AAEP posts on social media a few days before each holiday that typically involves fireworks. Here are some tips to keep equines safe during the booming festivities:

  • Be aware of scheduled firework displays in the area.
  • Communicate with neighbors if they are planning to use fireworks.
  • If horses are staying out, check paddocks or pastures for any hazards like rocks, branches or holes that could lead to injury if a horse starts to bolt.
  • Turn up the radio and the fans in the barn to drown out noise.
  • Leave the lights on to help lessen the effect of the bright flashes.
  • If you are really worried about your horse’s safety or are unsure, consult your veterinarian about options.

Additional horse management strategies for fireworks provided by the University of Illinois agriculture extension office include stabling horses in the safety of a barn or small paddock they are used to, keep horses busy with a later evening feeding or extra hay, put foam ear plugs in horses’ eats to muffle firework sounds, play music to mask loud bangs if horses usually listen to music, and be nearby to help your horse stay calm. 

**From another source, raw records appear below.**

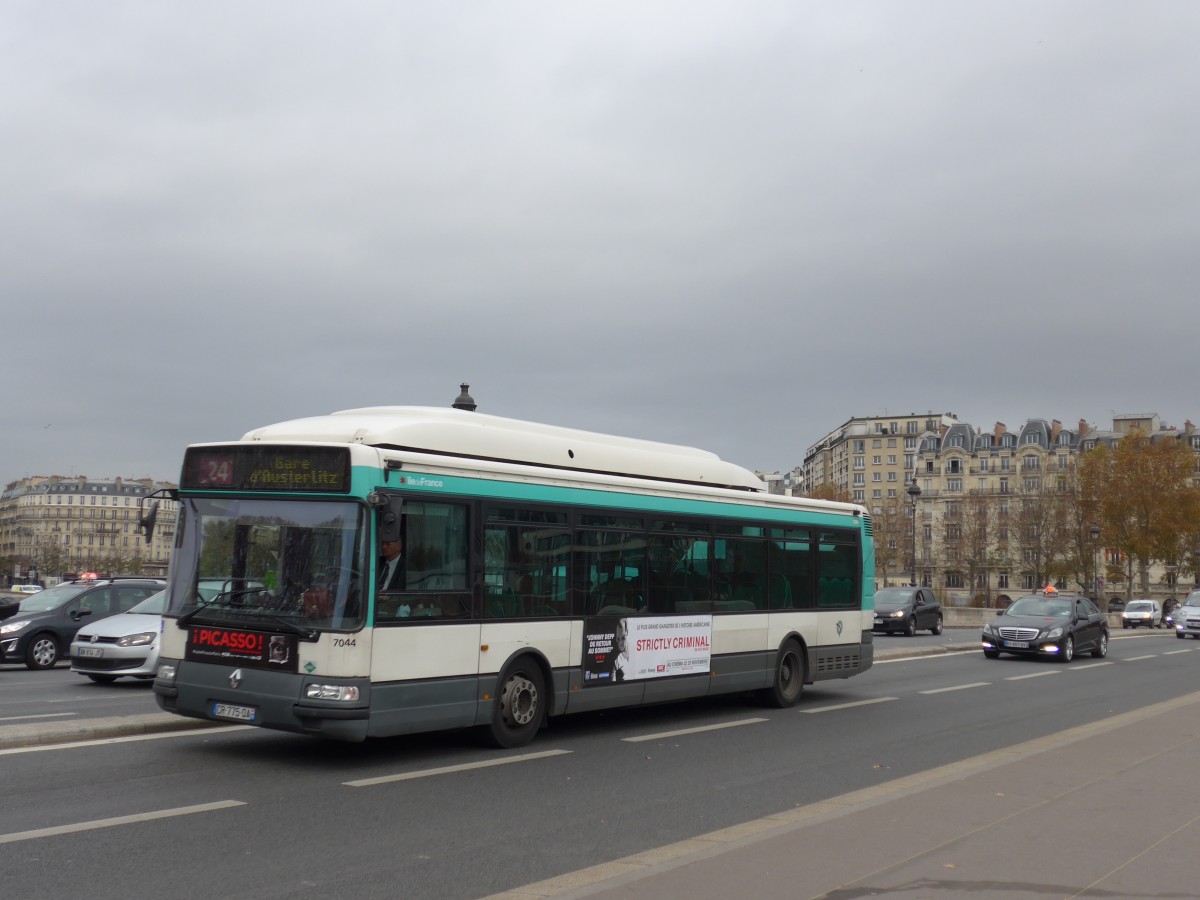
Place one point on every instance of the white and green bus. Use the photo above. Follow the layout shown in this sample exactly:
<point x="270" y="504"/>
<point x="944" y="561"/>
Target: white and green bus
<point x="544" y="571"/>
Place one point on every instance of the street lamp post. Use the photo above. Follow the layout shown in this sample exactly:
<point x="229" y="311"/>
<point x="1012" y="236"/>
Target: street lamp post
<point x="913" y="492"/>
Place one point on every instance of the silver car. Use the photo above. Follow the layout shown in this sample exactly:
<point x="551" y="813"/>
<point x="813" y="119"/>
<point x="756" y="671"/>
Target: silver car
<point x="125" y="645"/>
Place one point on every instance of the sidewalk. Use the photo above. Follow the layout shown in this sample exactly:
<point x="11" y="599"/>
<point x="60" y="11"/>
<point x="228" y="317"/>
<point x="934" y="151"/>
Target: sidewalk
<point x="1055" y="817"/>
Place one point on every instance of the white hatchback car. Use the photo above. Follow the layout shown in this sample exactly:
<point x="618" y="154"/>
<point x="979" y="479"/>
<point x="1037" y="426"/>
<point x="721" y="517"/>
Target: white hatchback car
<point x="125" y="645"/>
<point x="1147" y="613"/>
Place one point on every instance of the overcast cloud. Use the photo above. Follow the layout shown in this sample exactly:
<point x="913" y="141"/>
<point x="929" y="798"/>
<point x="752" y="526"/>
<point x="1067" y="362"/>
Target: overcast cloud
<point x="731" y="226"/>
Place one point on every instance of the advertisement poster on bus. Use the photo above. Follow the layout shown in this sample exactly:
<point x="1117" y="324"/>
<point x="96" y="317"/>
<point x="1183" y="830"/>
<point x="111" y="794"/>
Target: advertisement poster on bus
<point x="239" y="647"/>
<point x="629" y="648"/>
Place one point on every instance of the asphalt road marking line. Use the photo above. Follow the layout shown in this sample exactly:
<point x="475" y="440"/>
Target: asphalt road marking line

University of Minnesota horse extension office also suggests keeping a horse’s routine consistent as much as possible. Sometimes moving the horse to a different location or separating them from the herd can cause just as much fear. Typically, if you do move the horse, do so at least a week prior for the horse to acclimate to the new surroundings. UM’s Dr. Krishona Martinson recommends desensitizing a horse from loud noise over time in advance of fireworks holidays and suggests to horse owners not to comfort a horse by going inside a paddock or stall, as it is not safe if the horse becomes alarmed.